Un vescovo fatto Vangelo. “Vorrei essere un vescovo fatto popolo, un vescovo elevato alla dignità di popolo”, diceva all’inizio del suo ministero episcopale. Con quelle parole voleva esprimere l’ammirazione per il Popolo di Dio e il desiderio di vicinanza alla gente, come il Buon Pastore che va in cerca della pecora smarrita e come il buon samaritano che si prende cura dell’uomo derubato, percosso e abbandonato, ai margini della strada, in fin di vita. A chi gli poneva domande sugli aspetti della sua preparazione pastorale e culturale rispondeva: “Il Vangelo… gli ultimi”. Il Vangelo lo aveva ricevuto nella sua casa, dalla vita di mamma Maria e poi dalle mani della Chiesa nelle varie tappe della formazione e del ministero. Lo aveva ricevuto anche dalle mani degli ultimi, nei quali Gesù Cristo si rende presente accanto a noi. Aveva subito capito, infatti, che il Vangelo è Gesù Cristo che annuncia la buona notizia ai poveri.

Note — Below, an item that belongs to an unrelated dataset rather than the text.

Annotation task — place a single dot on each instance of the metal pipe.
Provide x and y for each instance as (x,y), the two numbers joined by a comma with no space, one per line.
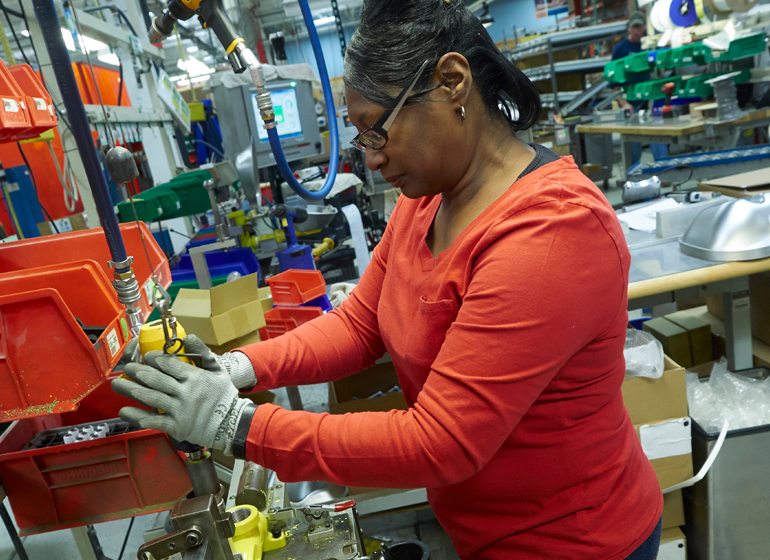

Con gli occhi del Signore. Per questo guardava il mondo, l’umanità, le persone singole e le folle, con gli occhi del Signore, cui lo univa una fede semplice, intima e profonda. Da Lui partiva e a Lui ritornava ogni giorno, anzi, ogni momento. La vicinanza agli uomini, anche nei momenti più difficili, derivava dal sentire vicino l’amico Gesù Cristo. Sono molto significative alcune espressioni del suo diario. “Ho trascorso quest’oggi una delle giornate più brutte della mia vita: mi sento depresso, avvilito, stanco. Signore Gesù, dammi forza. Non mi lasciare solo, amico mio. Stammi vicino, sempre, nel cuore, nell’angolo più riposto e solitario dell’anima. Fammi respirare il tuo respiro, battere col tuo cuore, vivere la tua vita. Teniamoci per mano come due scolaretti che vanno in fila contenti”. Ecco il segreto della sua grande capacità di ascolto, di compassione, di dare un volto splendido a tutti, anche all’operaia svilita da un lavoro senza dignità, all’uomo non riconosciuto perché viene da lontano oppure è vicino ma sfigurato dall’alcool.

Un tramonto “più luminoso dell’alba”. A partire da Gesù Cristo, rivestito “a colori” dalla tenerezza di sua madre Maria, don Tonino poteva dedicarsi con passione evangelizzatrice alla sua diocesi, curare un progetto organico ed essere attento a ogni persona, presbitero o laico, come se fosse l’unica. Egli animava, con la realizzazione di opere efficaci e significative, il calore della carità nella sua diocesi e abbracciava il mondo intero con l’anelito entusiasta per la pace, lottando con forza contro ogni ingiustizia e ogni guerra, con lo stesso amore che viene dal cuore di Cristo. Abbracciato a Lui, alla sua croce, consolato dalla Madre sua, ha trasformato la sofferenza in offerta a Dio gradita e il suo tramonto è stato “più luminoso dell’alba”.
Ricordarlo è un grande dono di Dio per tutti, credenti e non credenti. Tutti lo possono “abbracciare lungamente sentendo di stringere tra le braccia un amico, tenero e umano”, cui dire grazie perché, con le sue parole e con le sue opere, ci ha fatto conoscere il suo Dio, un Dio, direbbe lui, che ama gli uomini fino alla follia, la follia della Croce.